Not Nixon. I am referring to our amazing Vice President, Dick Cheney.

Richard Bruce Cheney is a funny guy. But you knew that too!

Like Bruce Almighty, Dick Cheney has the miraculous power to make his wishes come true. His dog can be taught to use the toilet, his girlfriend can become more physically ideal, and the moon can grow larger. His company and his friends can become wealthier and his country more powerful, with nothing more than a statement, a wish, a look.

Take the Bush/Cheney takeover of Iraq. Please!

Seriously, imagine Dick and George sitting around while Clinton was President. D and G weren’t doing much, just wishing and hoping and praying that they could get even with Saddam Hussein, put in some military bases, and "manage" regional oil flows, and make some guaranteed money instead of having to compete with the Europeans, Russians, and Chinese to rebuild post-sanction Iraq. Almost sounds like a Coalition for a Drug Free American ad, doesn’t it?

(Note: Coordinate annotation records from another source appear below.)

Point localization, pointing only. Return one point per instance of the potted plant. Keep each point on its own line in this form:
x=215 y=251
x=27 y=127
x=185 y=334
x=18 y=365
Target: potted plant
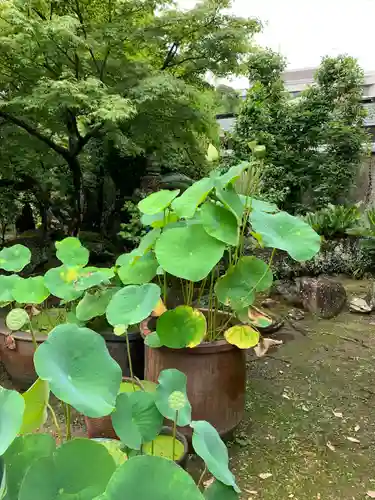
x=80 y=295
x=199 y=238
x=74 y=365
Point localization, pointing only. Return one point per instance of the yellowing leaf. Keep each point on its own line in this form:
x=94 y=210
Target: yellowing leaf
x=159 y=309
x=242 y=336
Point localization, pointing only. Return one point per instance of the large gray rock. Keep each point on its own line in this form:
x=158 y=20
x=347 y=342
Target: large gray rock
x=324 y=297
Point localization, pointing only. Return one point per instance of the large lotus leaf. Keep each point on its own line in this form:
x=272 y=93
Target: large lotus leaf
x=94 y=304
x=12 y=407
x=16 y=319
x=138 y=270
x=181 y=327
x=220 y=223
x=231 y=201
x=36 y=400
x=76 y=363
x=23 y=452
x=132 y=304
x=71 y=252
x=7 y=283
x=14 y=258
x=258 y=205
x=242 y=336
x=157 y=202
x=159 y=220
x=188 y=252
x=209 y=446
x=93 y=276
x=60 y=282
x=30 y=290
x=186 y=205
x=172 y=382
x=80 y=469
x=238 y=286
x=151 y=478
x=283 y=231
x=219 y=491
x=136 y=419
x=233 y=174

Except these guys weren’t smoking pot.

Frankly, the world would have been safer if they were, because afterwards, they would have opened up a big bag of chips instead of Pandora’s box.

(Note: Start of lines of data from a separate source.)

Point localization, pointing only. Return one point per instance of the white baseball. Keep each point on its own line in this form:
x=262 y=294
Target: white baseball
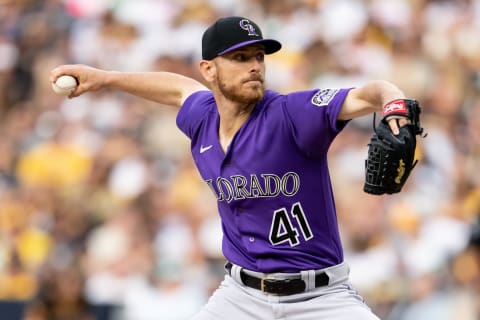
x=64 y=85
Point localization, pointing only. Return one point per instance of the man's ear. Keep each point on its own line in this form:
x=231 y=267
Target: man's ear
x=208 y=70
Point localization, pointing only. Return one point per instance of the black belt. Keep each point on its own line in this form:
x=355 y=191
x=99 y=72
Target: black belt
x=277 y=287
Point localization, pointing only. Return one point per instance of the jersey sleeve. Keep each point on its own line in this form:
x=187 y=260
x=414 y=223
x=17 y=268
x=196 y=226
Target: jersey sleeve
x=313 y=115
x=193 y=111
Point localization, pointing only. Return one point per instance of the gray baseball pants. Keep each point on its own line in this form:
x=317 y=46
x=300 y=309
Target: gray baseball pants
x=337 y=301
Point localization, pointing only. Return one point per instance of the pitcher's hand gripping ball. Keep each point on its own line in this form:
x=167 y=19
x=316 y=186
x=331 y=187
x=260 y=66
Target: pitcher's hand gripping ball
x=64 y=85
x=391 y=157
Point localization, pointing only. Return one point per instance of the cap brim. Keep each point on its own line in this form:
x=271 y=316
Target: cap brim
x=271 y=46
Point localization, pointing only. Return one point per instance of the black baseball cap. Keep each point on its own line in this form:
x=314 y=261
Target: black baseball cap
x=230 y=33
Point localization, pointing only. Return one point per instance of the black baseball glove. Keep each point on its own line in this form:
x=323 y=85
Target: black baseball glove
x=391 y=157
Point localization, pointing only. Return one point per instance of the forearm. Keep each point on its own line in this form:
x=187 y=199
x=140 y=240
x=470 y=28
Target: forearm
x=162 y=87
x=369 y=98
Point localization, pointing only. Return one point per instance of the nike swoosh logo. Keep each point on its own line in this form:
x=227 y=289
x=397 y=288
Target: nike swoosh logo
x=203 y=149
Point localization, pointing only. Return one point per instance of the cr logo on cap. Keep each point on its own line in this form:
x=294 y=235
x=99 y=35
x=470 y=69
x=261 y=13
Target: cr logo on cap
x=246 y=25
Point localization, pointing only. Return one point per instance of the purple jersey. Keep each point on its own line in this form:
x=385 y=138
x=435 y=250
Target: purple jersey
x=272 y=185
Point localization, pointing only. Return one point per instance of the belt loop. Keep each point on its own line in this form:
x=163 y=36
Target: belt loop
x=235 y=273
x=308 y=276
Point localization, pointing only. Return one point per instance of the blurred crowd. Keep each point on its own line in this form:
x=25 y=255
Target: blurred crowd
x=100 y=203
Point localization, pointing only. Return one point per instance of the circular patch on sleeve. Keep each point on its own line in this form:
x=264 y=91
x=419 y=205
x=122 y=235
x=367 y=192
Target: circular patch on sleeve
x=323 y=97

But really, wouldn’t it be cool to take over Iraq? Of course it would!

Now it took some lies, a lot of lies. It took some manipulation of the truth, it took some key people in key positions telling some key whoppers. But, we live in a country that thrives on entertainment and exaggeration — we just love lies and the lying liars who tell them. It’s no coincidence that the director of Bruce Almighty was also the director of Liar Liar!

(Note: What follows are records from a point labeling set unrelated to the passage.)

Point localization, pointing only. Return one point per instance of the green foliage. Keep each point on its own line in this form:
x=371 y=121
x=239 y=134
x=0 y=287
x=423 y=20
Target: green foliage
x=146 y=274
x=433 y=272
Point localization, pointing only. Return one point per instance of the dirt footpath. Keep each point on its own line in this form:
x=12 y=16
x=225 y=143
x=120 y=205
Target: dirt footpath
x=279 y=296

So all of you people, and me too, need to get over our sadness and angst and infuriation about lying in government, lying on the way to war, lying about detainees and the various torture that was or wasn’t used, lying about the success of the occupation, lying about the pending sovereignty we are "granting" Iraq, and lying about Afghanistan too, while we are at it! It’s just good entertainment, and it’s just how things work.

All of our best wars have been based on government mendacity — why fix something that ain’t broke?

Now, it is true we have a small problem. So far, we have lost over 840 and wounded almost 5,000 of our best and brightest and every day costs a few lives and dollars more — but the people demand entertainment, and the sacrifice of lives and livelihoods helps pump up the continuity of the mission and make it "real." It’s a small price to pay for freedom. Isn’t that what we are fighting for in Iraq? Our freedom?

If it isn’t our own liberty (aren’t we a lot more free than four years ago?), it could be "Iraqi Freedom" — I mean, that’s what Dick and George called it. Perhaps we ought to translate that into Arabic, because the sooner we let them know what we are doing, the sooner we can stop killing them.

Look — the best solution at this point is to just buy into the Bush-Cheney entertainment machine, and enjoy the view. Continue to talk up the war as one for freedom, one of defense of our values, promotion of democracy, and good will to men while we are at it. Feel good, America!

Now, at the end of Bruce Almighty, Bruce figures out what a dirty rotten scoundrel he is and begs forgiveness for his hubris and his arrogance and his mistakes. About this time, he is hit by an eighteen wheeler.

Afterwards, he is brought back to life and starts behaving himself. He begins to cherish what is good and beautiful and true, and gains a new existence as a humble and loving person. It’s a nice story about a guy named Bruce, meant to educate and entertain.

But like the words flowing with abandon from the mouth of our Vice-President (and his buddy George), you must always remember, it never really happened. Just entertainment for the masses.

Next thing you know, we’ll see the Vice President proclaiming "I am not a crook!" What fun!